19.75 feet: Here again, everything from the end of the lens to approximately 19.75 feet away is reasonably in focus. Anything beyond that point is not.
33 feet to Infinity: Now check the arrow, and beyond! Everything in this frame is reasonably in focus and except where the barrel distortion bends the bars in the upper-left and lower-right portion of the shot I see sharp focus in the entire frame.
Okay, so what's the lesson to this test? Well, for one thing I have a better understanding of how
my Holga camera works. However, as I have said on several occasions, "Holgas are like snowflakes; no two are the same!" One glaring conclusion is the focusing of the camera works better the farther away your subject is. The closer focus settings are more critical, and deserve more attention when shooting. Also, if you use the 6x6, (12 frame,) or 6x4.5 (16 frame) film planes inserted before loading the film, you will have clear and sharp images across the entire image area, except, of course where there is barrel distortion from the lens.
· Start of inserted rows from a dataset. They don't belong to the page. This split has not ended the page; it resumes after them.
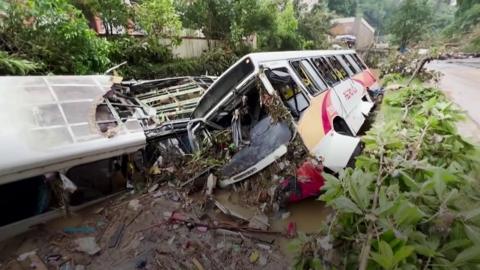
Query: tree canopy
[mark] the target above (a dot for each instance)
(410, 22)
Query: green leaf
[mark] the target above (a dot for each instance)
(460, 243)
(344, 204)
(402, 254)
(407, 213)
(471, 213)
(385, 255)
(472, 233)
(469, 255)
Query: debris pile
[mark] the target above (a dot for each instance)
(153, 231)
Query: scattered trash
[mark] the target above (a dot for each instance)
(197, 264)
(68, 265)
(82, 229)
(141, 264)
(117, 236)
(87, 245)
(25, 255)
(259, 222)
(211, 183)
(153, 188)
(159, 193)
(134, 205)
(254, 256)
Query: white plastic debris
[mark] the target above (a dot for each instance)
(87, 245)
(211, 183)
(68, 185)
(24, 256)
(134, 205)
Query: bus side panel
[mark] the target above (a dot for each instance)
(316, 120)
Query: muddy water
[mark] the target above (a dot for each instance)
(308, 216)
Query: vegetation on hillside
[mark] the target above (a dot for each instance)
(412, 201)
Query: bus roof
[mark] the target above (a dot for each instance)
(48, 124)
(246, 66)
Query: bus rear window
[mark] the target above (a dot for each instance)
(309, 77)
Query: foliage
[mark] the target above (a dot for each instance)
(345, 8)
(313, 26)
(412, 202)
(405, 64)
(410, 22)
(249, 17)
(114, 13)
(137, 51)
(284, 36)
(55, 33)
(159, 20)
(15, 66)
(210, 16)
(473, 43)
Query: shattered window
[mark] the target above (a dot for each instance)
(77, 112)
(47, 115)
(346, 64)
(359, 61)
(289, 91)
(326, 70)
(310, 79)
(337, 67)
(104, 118)
(354, 64)
(69, 92)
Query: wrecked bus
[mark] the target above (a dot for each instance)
(325, 92)
(67, 142)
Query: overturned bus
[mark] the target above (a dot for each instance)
(328, 95)
(69, 141)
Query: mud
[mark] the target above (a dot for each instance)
(459, 82)
(151, 239)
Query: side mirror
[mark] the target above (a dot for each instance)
(279, 76)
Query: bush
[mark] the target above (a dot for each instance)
(212, 63)
(412, 201)
(54, 33)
Once you remove the film plane, though, all sharpness goes out the window! But, that's what gives the "four corners dark" style of Holgrography its artsy look. Just don't forget to tape the rear window up real well!
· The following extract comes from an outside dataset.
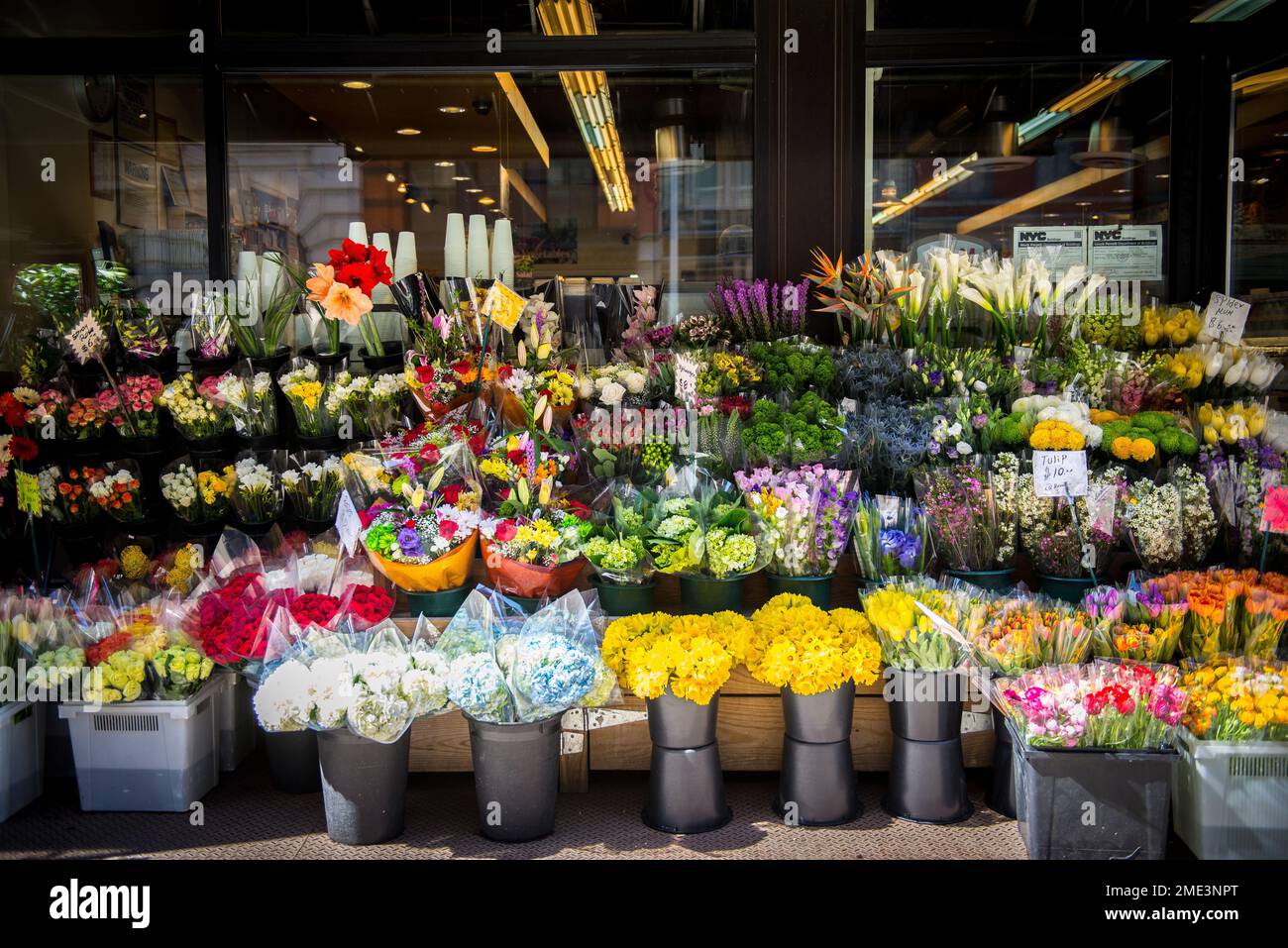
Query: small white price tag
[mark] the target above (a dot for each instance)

Also, as every book, magazine article and You Tube video says, "There are no stops on this lens, so you can always set the focus between two symbols for more accurate focus." What this does, though, is throw a giant monkey wrench smack-dab into the middle of my research! How does someone measure the field of focus with this stupid piece of plastic camera, anyway? Well, I carry a tape measure in my bag just in case I need to accurately find out how far away the image is. (See below for more focusing tricks.)
Between the Symbol Focusing
Going by this method you can extrapolate out a new "field of focus" guide for the little symbols, and what is between them. Here's what I came up with...
Between 3.3 feet and 6.6 feet approx. = 4.75 feet
Between 6.6 feet and 19.75 feet approx. = 13.25 feet
Between 19.75 feet and 33 feet approx. = 26.25 feet
Hey, that's all fine and good but how the heck am I supposed to find out exactly how far away the subject is, anyway? Well, I'll tell you, another trick I use is my 35mm Nikon FM2 camera with a 50mm lens. Focus on the area in the frame you want to feature in focus using the 35mm camera. Next, check the barrel of the lens on the 35mm camera and it will tell you exactly how far away the subject is! This is an old trick I use when calculating flash strength and it really isn't cheating! Next, simply compute the correct setting on the Holga lens and fire away with confidence. Viola!